16:00 Mathematical Colloquium Jena, CZ3, SR 309
Arno Berger (University of Alberta)

Digits and dynamics - A tour of Benford's Law

Benford's Law (BL), a notorious gem of mathematics folklore, asserts that leading digits of numerical data are usually not equidistributed, as might be expected, but rather follow one particular logarithmic distribution. Since first recorded by Newcomb in 1881, this apparently counter-intuitive phenomenon has attracted much interest from scientists and mathematicians. This talk will introduce and discuss some of the intriguing aspects of BL, and relate them to problems in probability and number theory and, above all, dynamics.
In view of their pivotal role as models of many real-world processes, it is natural to ask whether dynamical systems can actually comply with BL in some sense or other and, if so, whether in turn something about dynamics can be learned from this. The talk will answer both questions in the affirmative. Moreover, all real data sets, such as e.g. data recorded from a dynamical system, necessarily are finite, and determining exactly what (and what not) BL means for such data will emerge as a formidable challenge in itself.


06. July 2017

14:30 (A&G), seminar room 3517
Pablo Roudriguez-Sanchez (University of Wageningen)

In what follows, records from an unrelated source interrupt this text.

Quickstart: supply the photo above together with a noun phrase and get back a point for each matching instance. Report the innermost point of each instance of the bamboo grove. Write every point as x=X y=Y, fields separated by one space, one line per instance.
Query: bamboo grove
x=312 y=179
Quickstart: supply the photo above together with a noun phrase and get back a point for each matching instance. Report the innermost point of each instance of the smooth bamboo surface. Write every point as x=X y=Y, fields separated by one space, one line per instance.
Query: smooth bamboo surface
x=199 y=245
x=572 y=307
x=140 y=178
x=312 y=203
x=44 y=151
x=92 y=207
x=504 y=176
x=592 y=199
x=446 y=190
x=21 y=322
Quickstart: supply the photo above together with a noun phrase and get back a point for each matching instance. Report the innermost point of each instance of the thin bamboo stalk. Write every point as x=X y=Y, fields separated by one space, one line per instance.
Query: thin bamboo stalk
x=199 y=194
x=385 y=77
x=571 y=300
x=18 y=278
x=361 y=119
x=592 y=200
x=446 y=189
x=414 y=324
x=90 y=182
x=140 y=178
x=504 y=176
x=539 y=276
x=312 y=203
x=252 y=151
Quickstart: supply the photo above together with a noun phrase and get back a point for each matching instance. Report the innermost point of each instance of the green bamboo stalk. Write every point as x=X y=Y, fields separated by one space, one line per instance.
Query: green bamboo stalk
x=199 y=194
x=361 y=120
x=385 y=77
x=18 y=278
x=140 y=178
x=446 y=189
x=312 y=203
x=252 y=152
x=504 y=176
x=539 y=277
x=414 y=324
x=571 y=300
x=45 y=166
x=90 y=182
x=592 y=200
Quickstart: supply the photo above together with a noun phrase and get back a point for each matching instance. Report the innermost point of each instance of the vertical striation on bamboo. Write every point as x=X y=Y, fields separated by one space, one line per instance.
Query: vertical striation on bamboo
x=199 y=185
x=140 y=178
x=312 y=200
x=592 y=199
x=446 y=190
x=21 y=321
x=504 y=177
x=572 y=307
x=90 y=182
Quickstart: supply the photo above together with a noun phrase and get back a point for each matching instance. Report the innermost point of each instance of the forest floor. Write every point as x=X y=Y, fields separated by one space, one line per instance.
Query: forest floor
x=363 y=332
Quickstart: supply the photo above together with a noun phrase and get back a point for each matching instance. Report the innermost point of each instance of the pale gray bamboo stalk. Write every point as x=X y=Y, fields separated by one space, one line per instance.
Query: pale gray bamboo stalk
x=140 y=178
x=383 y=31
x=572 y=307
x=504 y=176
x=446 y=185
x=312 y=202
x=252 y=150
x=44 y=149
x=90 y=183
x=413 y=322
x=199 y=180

Invasive species: a mathematician among biologists

This is a story about multidisciplinarity. It starts with a theoretical physicist being hired as a mathematician by a biology department. But, what does exactly a mathematician in such a singular ecosystem? In this talk we'll learn that the relation between biology and mathematics can be traced back to the XIII century. We'll also learn that the survival of plankton communities is strongly related with chaotic attractors, and how differential geometry had an unexpected role in a science communication problem.